For more than a decade, governments, nonprofits, and industry organizations involved in rare disease have stated as a matter of fact that there are 7,000 rare diseases or estimated the number to be between 5,000 to 8,000. The sources of these estimates are challenging to identify given the circular nature of citations among groups repeating these figures.
What’s more, these estimates have remained static even though nearly 300 new rare genetic disease descriptions are added to principal knowledge bases each year. It defies reason that so many new rare diseases are discovered from year-to-year while the total estimate used to characterize the number of rare diseases remains unchanged.
The reluctance to use a number that more accurately reflects all known rare diseases has cascading effects as it fails to represent the full spectrum of the rare disease community. It also results in incomplete estimates of the socioeconomic impact on the lives of patients, families, and society. The carry-on effect is that policymakers using incomplete or inaccurate information allocate limited resources in ways that perpetuate the disadvantages of these invisible communities of patients. And it undermines advocates seeking regulatory changes that are needed to address the special needs of rare disease communities.
RARE-X set out to get a more accurate count of the actual number of rare diseases. Its analysis, laid out in a new paper The Power of Being Counted, found that there are as many as a 10,867 rare diseases including both genetic and non-genetic diseases, as well as rare cancers. For the study, the authors divided the world of rare diseases into four distinct buckets: conditions for which a treatment is available, conditions that are considered diagnosable because e there are genotypic and phenotypic descriptions (even if more research is needed), conditions that are poorly defined, and conditions that are not currently recognized in major databases. Of those buckets, 503 rare conditions have approved treatments, 8,640 are diagnosable, and 2,227 are poorly defined.

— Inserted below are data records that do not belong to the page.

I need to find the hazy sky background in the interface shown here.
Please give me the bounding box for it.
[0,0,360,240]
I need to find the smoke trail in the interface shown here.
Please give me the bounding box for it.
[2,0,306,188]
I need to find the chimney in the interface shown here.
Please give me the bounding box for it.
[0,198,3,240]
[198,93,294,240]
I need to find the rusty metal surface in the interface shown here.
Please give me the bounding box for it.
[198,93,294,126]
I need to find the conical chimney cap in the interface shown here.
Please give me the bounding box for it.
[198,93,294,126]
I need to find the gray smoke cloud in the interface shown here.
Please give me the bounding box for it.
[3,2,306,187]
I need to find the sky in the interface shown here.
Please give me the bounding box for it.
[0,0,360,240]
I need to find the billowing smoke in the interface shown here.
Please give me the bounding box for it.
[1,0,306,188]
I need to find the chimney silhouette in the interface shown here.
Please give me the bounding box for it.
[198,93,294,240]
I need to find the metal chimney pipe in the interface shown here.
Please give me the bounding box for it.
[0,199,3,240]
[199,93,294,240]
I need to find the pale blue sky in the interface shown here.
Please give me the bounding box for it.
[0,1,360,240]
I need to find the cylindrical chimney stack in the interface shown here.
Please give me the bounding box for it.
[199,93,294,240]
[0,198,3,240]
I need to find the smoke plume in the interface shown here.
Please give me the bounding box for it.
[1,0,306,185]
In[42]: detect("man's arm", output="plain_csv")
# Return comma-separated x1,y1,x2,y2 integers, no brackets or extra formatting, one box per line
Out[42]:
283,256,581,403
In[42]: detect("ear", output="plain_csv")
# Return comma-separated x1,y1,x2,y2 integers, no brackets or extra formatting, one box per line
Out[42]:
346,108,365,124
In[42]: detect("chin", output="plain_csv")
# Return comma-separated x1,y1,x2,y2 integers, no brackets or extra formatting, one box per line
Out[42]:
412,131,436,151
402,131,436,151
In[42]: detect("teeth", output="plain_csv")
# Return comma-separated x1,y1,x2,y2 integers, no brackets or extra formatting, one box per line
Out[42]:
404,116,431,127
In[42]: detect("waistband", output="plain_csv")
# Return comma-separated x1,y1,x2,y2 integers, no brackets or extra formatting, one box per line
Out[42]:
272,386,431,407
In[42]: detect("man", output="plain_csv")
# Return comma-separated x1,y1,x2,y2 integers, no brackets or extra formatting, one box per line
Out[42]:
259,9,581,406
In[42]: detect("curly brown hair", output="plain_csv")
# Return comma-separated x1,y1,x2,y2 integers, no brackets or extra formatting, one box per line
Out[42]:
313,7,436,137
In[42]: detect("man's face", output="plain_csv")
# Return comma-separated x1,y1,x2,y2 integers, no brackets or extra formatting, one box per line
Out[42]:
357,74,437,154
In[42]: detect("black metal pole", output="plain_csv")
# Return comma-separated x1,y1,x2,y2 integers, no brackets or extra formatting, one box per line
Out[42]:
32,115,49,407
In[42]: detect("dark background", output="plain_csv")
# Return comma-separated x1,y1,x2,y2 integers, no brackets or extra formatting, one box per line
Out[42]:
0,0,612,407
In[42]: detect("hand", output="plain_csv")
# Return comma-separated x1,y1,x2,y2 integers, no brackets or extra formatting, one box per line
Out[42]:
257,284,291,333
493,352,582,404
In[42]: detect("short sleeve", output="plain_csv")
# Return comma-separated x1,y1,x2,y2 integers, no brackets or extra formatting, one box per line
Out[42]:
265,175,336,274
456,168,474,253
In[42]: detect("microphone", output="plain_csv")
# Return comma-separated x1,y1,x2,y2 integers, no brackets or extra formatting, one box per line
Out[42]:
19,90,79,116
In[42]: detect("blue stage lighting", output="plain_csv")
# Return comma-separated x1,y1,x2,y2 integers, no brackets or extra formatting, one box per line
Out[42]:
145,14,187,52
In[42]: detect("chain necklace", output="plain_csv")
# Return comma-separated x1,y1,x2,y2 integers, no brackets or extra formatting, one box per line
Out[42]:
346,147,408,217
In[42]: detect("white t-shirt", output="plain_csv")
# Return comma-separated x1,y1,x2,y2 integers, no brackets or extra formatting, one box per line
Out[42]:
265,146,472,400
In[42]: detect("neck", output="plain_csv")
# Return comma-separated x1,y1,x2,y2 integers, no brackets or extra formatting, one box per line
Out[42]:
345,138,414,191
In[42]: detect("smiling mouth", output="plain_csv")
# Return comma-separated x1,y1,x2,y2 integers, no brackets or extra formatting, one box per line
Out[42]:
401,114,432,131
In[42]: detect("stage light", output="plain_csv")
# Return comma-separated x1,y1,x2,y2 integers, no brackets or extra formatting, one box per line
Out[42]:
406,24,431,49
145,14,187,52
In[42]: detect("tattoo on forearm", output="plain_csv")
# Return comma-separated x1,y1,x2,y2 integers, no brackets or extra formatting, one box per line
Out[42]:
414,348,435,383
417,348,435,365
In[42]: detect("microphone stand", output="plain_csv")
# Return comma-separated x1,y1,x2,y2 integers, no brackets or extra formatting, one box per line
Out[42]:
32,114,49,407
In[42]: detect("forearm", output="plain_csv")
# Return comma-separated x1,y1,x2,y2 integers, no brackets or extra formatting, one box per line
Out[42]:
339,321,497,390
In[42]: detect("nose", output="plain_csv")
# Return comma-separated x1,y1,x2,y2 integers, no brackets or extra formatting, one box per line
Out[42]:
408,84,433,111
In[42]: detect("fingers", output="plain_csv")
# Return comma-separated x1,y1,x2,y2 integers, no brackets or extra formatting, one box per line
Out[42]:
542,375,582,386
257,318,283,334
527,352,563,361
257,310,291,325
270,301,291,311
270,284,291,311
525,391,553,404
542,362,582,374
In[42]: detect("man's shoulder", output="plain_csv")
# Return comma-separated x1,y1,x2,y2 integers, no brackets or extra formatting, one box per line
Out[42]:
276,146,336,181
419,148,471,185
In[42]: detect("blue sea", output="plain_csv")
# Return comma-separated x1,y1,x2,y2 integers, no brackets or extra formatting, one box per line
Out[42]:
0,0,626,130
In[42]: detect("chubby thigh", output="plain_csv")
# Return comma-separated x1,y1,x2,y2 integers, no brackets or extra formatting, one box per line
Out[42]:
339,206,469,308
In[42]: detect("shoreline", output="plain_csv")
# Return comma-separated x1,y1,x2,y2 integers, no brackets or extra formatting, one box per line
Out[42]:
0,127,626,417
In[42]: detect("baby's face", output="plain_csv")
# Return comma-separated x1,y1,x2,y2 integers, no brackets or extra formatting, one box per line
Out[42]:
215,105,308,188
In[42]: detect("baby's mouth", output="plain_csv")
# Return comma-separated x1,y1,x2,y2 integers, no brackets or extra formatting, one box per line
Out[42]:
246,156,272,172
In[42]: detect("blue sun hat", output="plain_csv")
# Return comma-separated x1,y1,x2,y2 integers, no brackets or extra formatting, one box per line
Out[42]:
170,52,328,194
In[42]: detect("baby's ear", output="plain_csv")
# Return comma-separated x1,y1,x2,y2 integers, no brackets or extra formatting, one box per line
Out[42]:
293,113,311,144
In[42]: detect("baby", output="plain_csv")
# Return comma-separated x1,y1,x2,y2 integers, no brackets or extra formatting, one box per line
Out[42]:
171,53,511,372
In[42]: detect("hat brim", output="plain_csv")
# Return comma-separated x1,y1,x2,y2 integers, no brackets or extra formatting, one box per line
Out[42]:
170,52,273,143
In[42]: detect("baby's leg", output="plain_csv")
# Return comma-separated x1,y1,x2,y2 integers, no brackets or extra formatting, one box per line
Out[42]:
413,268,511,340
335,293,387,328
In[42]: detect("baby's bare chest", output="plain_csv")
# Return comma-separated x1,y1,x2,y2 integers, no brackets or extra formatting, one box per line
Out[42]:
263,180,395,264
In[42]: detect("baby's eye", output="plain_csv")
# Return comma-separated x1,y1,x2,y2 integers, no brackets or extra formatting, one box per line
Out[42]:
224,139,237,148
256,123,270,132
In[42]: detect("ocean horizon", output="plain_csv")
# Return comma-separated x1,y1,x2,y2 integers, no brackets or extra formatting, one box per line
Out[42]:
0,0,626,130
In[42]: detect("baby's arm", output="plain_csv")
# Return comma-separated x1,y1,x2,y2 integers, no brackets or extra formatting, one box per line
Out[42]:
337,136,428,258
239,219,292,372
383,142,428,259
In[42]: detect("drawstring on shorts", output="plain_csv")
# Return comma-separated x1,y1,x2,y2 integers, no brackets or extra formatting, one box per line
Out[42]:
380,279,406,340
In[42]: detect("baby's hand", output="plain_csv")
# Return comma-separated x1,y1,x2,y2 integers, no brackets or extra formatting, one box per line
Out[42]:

“Ensuring that the true magnitude of rare diseases is understood and accepted is critical,” said Charlene Son Rigby, CEO of RARE-X, a collaborative global data sharing platform working to accelerate the diagnosis and therapeutic development for rare diseases. “It’s foundational to progressing work for rare disease patients and rare disease communities. That’s why this study is called The Power of Being Counted. Rare disease groups must be counted to be recognized.”
Getting a true count of the number of rare diseases is complicated for several reasons. Among those are the inconsistent ways that rare diseases are defined around the globe and the differing standards and measures various knowledge bases apply before identifying a rare disease. Recent efforts by the Monarch Initiative to count rare diseases using a computational approach to harmonize major knowledge bases found that the count may exceed 10,000 conditions. Still, many academics and advocacy groups seem hesitant to embrace this updated figure.
Already thousands of conditions included in rare disease knowledge bases are excluded when people repeat 7,000 estimate. Many more conditions have yet to be included in these disease compendiums because of their novelty, inadequate disease description, or resource constraints of expert panels who curate these knowledge bases.
“We know and fundamentally believe better counting of rare diseases will lead to better patient outcomes,” said Wendy Erler, vice president and global head of patient experience and insights for Alexion. “As somebody who works for a drug developer, I can state unequivocally, better understanding and counting of rare diseases will lead to more investment in research of these rare diseases, which then can hopefully lead to better treatments.”
Unless a disease is included and described in a principal rare disease knowledge base, it is unlikely to be diagnosed, even by the best specialist. That can have life-threatening consequences as rare diseases are frequently progressive and disabling. Rare diseases that aren’t adequately accounted for are unlikely to attract research interest and funding to understand a disease’s etiology, new approaches to medical management, and possible treatments.
“As you look at how people are diagnosed today, the doctors and clinicians everyday use this process called differential diagnostic where you compare and contrast diseases that could be associated with the patient,” said Sebastien Lefebvre, senior director of data science for Alexion and research lead for the study. “If that information’s not available, then no tools or website will be there, and the disease will not show up as an option.”